ALSIA has never coordinated an H2020 project — they participate exclusively as consortium members, contributing regional institutional expertise rather than driving research agendas. Both projects were large, multi-country consortia (42 unique partners across 16 countries), which is typical for MSCA-RISE staff exchange schemes and major RIA infrastructure projects. This pattern suggests they are reliable, low-overhead partners who bring regional reach and practitioner access rather than scientific leadership.
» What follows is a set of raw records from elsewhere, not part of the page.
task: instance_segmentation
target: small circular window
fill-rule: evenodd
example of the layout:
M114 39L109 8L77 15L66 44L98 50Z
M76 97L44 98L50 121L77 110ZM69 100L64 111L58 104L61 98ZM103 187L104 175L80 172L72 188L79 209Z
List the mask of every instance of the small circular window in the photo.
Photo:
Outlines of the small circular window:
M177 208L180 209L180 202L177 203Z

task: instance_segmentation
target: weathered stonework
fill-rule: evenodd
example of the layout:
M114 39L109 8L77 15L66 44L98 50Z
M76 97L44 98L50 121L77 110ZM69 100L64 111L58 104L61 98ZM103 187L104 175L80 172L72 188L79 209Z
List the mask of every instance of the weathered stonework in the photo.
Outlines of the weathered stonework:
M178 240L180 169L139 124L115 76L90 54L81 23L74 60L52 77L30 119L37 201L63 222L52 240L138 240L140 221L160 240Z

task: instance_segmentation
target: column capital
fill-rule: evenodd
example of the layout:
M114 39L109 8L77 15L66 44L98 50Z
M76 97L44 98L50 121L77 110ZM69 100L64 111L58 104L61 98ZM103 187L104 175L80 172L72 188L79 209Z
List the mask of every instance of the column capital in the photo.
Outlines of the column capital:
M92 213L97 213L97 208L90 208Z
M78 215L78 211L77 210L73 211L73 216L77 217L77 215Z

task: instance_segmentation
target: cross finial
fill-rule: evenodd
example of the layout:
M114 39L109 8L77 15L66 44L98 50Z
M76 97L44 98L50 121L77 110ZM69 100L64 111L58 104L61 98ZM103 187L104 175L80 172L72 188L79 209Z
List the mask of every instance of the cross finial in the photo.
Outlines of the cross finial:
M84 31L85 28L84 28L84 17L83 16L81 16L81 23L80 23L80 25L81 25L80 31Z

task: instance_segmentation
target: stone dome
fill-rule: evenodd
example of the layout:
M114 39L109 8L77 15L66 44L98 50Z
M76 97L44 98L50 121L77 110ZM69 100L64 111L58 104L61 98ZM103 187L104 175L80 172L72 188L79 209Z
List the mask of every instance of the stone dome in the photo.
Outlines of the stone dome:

ALSIA has connected with 42 distinct consortium partners spanning 16 countries through just two projects — a notably wide geographic spread for an organization of this size and mandate. Their network reflects the large, pan-European consortia typical of EPPN2020-style infrastructure projects rather than deep bilateral relationships.

Why partner with them

What sets them apart

ALSIA occupies a rare position as an officially mandated regional agricultural agency in Basilicata — a region with significant agricultural land, distinctive permanent crops, and structural challenges around rural innovation adoption. Unlike universities or research institutes, they carry institutional authority to engage directly with farmers, regional government, and agri-food businesses in ways that academic partners cannot. For consortia targeting southern Italian or Mediterranean agricultural contexts, ALSIA provides legitimacy, local networks, and end-user access that are difficult to replicate.

Notable projects

Highlights from their portfolio

  • EPPN2020
    Largest budget project (€209,226) and participation in one of Europe's flagship plant phenotyping infrastructure initiatives, connecting ALSIA to the continent's leading crop science institutions.
  • RUC-APS
    Six-year engagement (2016-2022) in an MSCA-RISE staff exchange focused on ICT for agri-food risk management — a long-duration project that likely involved researcher mobility between ALSIA and international partners.
Cross-sector capabilities
Digital tools for agriculture and rural resource managementEnvironmental monitoring and sustainable land use in Mediterranean contextsRegional innovation policy and rural development programs
Analysis note: Only 2 projects, both starting within one year of each other, with no keyword data available from either. No coordinator experience. The profile is grounded in ALSIA's institutional mandate (readable from their name and type) and the two project titles, but claims about depth of technical expertise cannot be verified from this data alone. Confidence is low — a researcher or business considering partnership should review ALSIA's own publications and regional program outputs directly.